The Morning Journal (Lorain, OH)
Elyria Schools plan back on track
Editor’s note: Another Viewpoint is a column the Morning Journal makes available so all sides of an issue may be aired. Thomas Jama is superintendent of the Elyria School District.
Maybe you’ve heard the saying, “Anywhere the struggle is great, the level of ingenuity and inventiveness is high.”
In more than 30 years of education, I’ve had many occasions to see the truth in these words.
Most recently and uppermost in my mind and in the minds of others, is the new-school construction project and the unquestionable budget challenges that the Elyria School District is facing.
The district’s design team and its partner, the Ohio Facilities Construction Commission, are tackling it head on, and making strides.
Before I discuss our headway, however, I need to remind readers of where we’ve come.
Recently in a conference room at the Elyria Schools administration center, the district learned of factors beyond its control that were driving up construction costs by millions. In fact, if immediate changes weren’t implemented, the district was on track to overspend the budget by $7 million to $10 million by the end of the project, and this didn’t even account for millions of dollars’ worth of painstaking cuts the district had already made to the plan to keep escalating costs in check.
This new information had the team calling a time out, and it spurred difficult conversations on ways the district could reduce costs without sacrificing educational quality.
The Ohio Facilities Construction Commission, the district’s majority partner in the project (67 percent owner), offered an option to reduce the plan from five sites to three, thus saving millions and keeping the integrity of the academic spaces and the overall 21st century model of education.
The master plan of facilities has all along called for two new K-4 elementary schools and three new K(PK)-8 campuses located on property the district already owns throughout the city.
That was the plan voters approved in November 2016, and for which the budget was established based on estimates available to the district in 2015. Fast forward to today. Realities include rising construction costs, a saturated market for new-school construction (nearly $2 billion in new school construction set to hit the market), and a new state mandate requiring storm shelters, along with an increased demand for construction after several devastating hurricanes. These factors are all weighing heavily on the budget. New steel tariffs surely will only complicate the situation.
The OFCC, in trying to find a solution that would maintain the educational quality of the plan and keep the project budget balanced, recommended consolidating the schools into three large campus sites, thus eliminating the two small K-4 elementary schools. Oddly, small schools are more expensive to build than large campuses due simply to the economy of scale and shared spaces and systems that drive the cost down.
The state’s recommendation has seen success in other districts, and so it was made known to Elyria board members at a special meeting held last month on March 17, and again at a regular board meeting held March 21.
Residents of Elyria’s south side and throughout the community voiced concern at the March 21 meeting, saying the two small neighborhood elementary schools were indeed needed, especially at the proposed Southside site on Middle Avenue where the current Hamilton school sits and one new K-4 elementary is slated to be built.
The board and school district administrators and the district’s design team took those words to heart.
Since then, the team has been back at the drawing board, discussing how to stick with a five-school plan yet recognizing to do so, certain critical elements must be sacrificed.
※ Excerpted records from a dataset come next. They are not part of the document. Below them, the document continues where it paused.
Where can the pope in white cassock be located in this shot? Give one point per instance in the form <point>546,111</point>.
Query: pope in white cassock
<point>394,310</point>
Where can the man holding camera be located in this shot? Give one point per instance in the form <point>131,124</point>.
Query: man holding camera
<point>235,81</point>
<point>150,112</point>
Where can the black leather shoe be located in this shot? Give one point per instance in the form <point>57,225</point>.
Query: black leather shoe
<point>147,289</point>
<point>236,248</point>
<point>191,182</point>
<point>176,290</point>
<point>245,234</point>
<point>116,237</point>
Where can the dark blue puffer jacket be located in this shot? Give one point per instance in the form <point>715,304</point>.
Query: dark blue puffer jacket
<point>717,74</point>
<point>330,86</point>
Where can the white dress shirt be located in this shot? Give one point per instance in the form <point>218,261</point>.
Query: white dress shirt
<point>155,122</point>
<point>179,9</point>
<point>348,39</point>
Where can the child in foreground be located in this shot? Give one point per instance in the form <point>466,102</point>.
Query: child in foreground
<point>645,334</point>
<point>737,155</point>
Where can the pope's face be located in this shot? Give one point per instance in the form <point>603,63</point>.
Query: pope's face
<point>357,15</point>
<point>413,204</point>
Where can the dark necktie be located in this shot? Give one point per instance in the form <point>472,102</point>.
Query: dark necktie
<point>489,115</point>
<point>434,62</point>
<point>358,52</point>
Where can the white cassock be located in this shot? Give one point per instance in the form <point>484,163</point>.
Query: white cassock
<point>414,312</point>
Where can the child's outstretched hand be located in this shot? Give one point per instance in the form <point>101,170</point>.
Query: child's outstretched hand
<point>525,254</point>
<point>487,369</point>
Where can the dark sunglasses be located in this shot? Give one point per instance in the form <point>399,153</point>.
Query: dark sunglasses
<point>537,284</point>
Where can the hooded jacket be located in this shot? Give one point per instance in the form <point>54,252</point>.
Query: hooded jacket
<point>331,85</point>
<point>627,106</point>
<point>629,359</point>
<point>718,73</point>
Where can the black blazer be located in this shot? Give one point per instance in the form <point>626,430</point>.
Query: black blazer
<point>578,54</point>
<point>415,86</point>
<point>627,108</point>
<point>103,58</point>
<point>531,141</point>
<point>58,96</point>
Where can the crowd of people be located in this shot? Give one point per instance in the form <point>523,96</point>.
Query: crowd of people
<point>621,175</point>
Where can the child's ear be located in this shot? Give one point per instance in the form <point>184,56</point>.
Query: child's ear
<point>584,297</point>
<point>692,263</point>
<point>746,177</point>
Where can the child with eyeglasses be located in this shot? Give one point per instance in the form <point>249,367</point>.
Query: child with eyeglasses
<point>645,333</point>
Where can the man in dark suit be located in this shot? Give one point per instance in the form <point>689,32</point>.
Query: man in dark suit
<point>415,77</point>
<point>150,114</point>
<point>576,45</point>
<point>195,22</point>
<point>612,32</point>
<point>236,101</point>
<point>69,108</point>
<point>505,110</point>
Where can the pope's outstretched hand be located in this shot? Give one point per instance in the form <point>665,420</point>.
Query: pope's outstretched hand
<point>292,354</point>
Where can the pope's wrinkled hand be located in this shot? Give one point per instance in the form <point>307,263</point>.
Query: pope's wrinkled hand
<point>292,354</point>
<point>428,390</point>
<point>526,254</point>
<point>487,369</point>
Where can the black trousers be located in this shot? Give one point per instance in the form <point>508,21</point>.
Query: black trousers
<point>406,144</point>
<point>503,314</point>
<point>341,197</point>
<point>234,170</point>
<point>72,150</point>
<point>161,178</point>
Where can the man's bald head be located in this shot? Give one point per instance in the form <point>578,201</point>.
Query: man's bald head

The original project with five schools can only exist with significant budget adjustments. And, it’s important to recognize in this volatile construction market, there are no guarantees going forward when it comes to costs of materials and labor.
The design team is reviewing all options, including eliminating some construction and education components altogether, yet working to maintain important teaching and learning, and safety elements.
It’s no easy task, but based on the discussions underway and new design concepts that would downsize the buildings significantly — along with the state’s preliminary cost estimates for these — it appears the team is on the right track for a five-school plan. I can assure you, no stone will be left unturned.
I will continue to provide you with updates in this process, and I appreciate your continued participation in and commitment to Elyria Schools.